New research from Elisa Giuliani, Annamaria Tuan and Josè Calvimontes explores how effective ‘Creating Shared Value’ projects are at balancing the financial and ethical responsibilities of a business. They emphasise the need to re-conceptualise decision-making in order to give environmental and social priorities equal footing with the economic priorities.
Corporate social responsibility (CSR) policies are fast becoming the norm in all types of firms, in advanced countries as well as low-to-middle income countries. In these latter countries, the influential work of Michael Porter and associates has led to the adoption of many so-called “Creating Shared Value” (CSV) initiatives. These initiatives are based on a ‘win–win’ logic - that firms can prioritise environmental and social challenges while also generating profits and meeting stakeholder expectations. For example, Nestlé was one of the first to introduce CSV projects in its operations, and many other organisations followed suit.
Despite its popularity and widespread adoption, Porter and Kramer’s original work on CSV has been the subject of extensive debate and critique from those questioning the originality of the construct. Scholars have also criticized its ‘win–win’ logic, expressing doubts about whether firms can really transform their business thinking without radically departing from the current corporate mindset.
Inspired by this criticism, we developed our own unique study, looking at cognitive frames. It explores how business actors make sense of CSV projects - this is important because our starting point was that the actions of economic decision-makers are shaped by the ways in which they make sense of something. We also wanted to look specifically at whether these business actors thought this shared value creation related to human rights, or whether it focused primarily on environmental behaviours (that are more likely to generate profit).
To do this we conducted an empirical investigation of small-scale entrepreneurs and other business actors in their local ecosystem, in a low-to-medium income country in Latin America, where CSV projects have gained some traction recently.
What are the dominant cognitive frames?
By interviewing relevant professionals involved in the implementation of CSV, business representatives (entrepreneurs or managers) from the different industry clusters and representatives of a local non-profit organization, we found three distinct cognitive frames:
- Growth first: This was the most prevalent frame, and prioritises economic over social and environmental goals. It says that social, environmental, and human rights benefits trickle down from economic growth and wealth generation.
- Green-win: This frame suggests a clear financial imperative to the win-win logic - meaning that environmental sustainability is pursued only if there are clear and foreseeable economic payoffs.
- Humanising the business: A niche frame that centers certain human rights goals, despite a perceived lack of immediate economic returns. The emphasis was on respect for labour rights, the avoidance of health hazards, and the protection of vulnerable groups.
The profit-focused mindset remains
Our article suggests that most respondents displayed standard, pro-business mental models, even when trained in and motivated to promote CSV projects. The most prevalent model was one that saw the firm’s role as a ‘profit maximiser’ and believed in the existence of ‘trickle down’ economics, meaning that economic growth will inevitably lead to societal wellbeing.

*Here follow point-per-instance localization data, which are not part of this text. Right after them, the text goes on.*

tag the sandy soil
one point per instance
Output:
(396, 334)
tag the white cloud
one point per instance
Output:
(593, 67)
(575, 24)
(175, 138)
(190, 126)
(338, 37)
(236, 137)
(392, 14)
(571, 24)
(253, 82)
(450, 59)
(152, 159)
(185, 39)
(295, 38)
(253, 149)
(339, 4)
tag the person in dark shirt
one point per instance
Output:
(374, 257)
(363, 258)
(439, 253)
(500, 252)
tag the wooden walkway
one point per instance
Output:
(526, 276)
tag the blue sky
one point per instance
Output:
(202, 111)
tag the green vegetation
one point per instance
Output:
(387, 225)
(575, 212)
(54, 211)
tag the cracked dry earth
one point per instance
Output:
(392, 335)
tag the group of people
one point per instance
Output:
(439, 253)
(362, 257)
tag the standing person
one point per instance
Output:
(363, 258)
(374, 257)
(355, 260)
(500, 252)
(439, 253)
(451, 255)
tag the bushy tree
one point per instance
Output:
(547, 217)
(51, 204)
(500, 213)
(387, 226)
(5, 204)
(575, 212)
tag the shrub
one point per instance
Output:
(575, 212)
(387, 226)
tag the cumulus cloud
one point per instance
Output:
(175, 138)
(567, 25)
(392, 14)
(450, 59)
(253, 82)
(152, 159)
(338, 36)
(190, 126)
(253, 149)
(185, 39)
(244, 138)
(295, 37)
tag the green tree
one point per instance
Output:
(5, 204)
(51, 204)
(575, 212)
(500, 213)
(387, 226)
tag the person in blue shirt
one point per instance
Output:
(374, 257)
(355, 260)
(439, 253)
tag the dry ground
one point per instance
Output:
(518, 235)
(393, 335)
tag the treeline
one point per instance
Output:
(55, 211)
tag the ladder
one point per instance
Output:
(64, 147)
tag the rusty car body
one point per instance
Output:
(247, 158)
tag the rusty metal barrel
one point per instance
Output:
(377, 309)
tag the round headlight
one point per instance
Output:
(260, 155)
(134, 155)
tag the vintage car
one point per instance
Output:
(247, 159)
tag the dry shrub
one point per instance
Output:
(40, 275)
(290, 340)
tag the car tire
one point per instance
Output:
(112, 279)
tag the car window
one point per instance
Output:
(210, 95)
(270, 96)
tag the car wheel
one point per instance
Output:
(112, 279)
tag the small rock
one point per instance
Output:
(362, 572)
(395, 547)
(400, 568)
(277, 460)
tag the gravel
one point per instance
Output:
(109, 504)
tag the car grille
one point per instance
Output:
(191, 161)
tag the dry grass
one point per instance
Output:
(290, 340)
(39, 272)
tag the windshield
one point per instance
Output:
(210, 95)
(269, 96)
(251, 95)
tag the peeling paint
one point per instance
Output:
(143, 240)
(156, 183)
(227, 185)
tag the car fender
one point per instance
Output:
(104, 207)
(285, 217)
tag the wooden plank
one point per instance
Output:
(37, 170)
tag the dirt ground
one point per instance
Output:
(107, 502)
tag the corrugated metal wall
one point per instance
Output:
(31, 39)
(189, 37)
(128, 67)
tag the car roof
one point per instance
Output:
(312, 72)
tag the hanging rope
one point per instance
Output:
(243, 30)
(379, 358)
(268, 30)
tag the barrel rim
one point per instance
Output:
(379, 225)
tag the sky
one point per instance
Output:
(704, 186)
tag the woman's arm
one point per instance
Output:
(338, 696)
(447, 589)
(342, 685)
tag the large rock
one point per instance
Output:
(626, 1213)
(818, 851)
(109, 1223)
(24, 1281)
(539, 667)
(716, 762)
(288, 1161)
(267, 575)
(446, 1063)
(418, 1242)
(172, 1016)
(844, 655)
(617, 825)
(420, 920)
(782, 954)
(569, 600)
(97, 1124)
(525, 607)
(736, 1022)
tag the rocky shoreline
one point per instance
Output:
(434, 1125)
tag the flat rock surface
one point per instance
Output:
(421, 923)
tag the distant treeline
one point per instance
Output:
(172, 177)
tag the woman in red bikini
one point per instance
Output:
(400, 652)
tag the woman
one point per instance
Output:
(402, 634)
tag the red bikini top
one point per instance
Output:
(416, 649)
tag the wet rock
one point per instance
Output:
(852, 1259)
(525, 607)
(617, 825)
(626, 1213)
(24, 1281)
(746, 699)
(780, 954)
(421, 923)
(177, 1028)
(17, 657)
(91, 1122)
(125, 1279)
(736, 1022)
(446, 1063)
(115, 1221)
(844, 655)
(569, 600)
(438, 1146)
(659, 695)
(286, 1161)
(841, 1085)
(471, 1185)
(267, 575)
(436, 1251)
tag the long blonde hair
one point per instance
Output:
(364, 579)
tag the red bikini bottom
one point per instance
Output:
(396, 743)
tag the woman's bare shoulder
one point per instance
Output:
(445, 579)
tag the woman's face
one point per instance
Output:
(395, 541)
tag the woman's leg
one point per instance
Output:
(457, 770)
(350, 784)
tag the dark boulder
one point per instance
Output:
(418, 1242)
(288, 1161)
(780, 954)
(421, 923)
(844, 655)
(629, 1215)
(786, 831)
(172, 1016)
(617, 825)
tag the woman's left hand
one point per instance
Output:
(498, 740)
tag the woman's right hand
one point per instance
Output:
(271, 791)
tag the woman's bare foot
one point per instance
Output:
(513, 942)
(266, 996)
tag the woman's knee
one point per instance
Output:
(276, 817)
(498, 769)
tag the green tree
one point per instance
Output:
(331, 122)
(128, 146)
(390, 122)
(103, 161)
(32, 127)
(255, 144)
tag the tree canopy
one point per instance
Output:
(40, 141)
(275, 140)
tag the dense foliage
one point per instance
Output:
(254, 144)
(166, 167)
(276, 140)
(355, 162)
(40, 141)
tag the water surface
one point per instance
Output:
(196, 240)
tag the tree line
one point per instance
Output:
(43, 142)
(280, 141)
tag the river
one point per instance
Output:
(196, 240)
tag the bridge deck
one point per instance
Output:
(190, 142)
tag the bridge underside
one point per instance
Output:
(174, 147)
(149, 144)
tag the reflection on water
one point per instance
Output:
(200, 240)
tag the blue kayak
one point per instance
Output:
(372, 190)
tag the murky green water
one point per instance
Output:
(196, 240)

Decision-makers who view the world through this lens are persuaded by the argument that profit-seeking activities will eventually do good to humankind. This logic legitimises the prioritising of financial outcomes, as the expected consequences of this decision will create the environmental or social value.
This suggests also that previous exposure to CSV training had not fundamentally altered the respondents’ profit-maximizing logic. Most entrepreneurs neglected human rights considerations in their sense-making processes, and regarded environmental goals only when conditional on profits.
Most importantly, our work suggests that CSV-like projects are unlikely to take root if the mental models of managers and entrepreneurs continue to be anchored to a growth first frame.
Our findings emphasise the need for a more explicit connection between CSV and the ‘business and human rights’ agenda. To achieve this aim, decision makers need to adopt a cognitive model that accepts complexity, tensions and ambiguity.
We suggest that genuine gains will not be made by linking CSV projects to human rights unless a new cognitive model (that radically differs from the growth first and the green-win frames) is embedded and normalised. Admittedly, this will be difficult and will take time to achieve, but business schools, MBA courses and related education programs could start the process. This would involve explicit training for managers and other decision-makers to ensure greater respect for human rights in their business conduct. Such training would also provide them with the right conceptual tools to make ‘respect for human rights’ a core component of business decision making.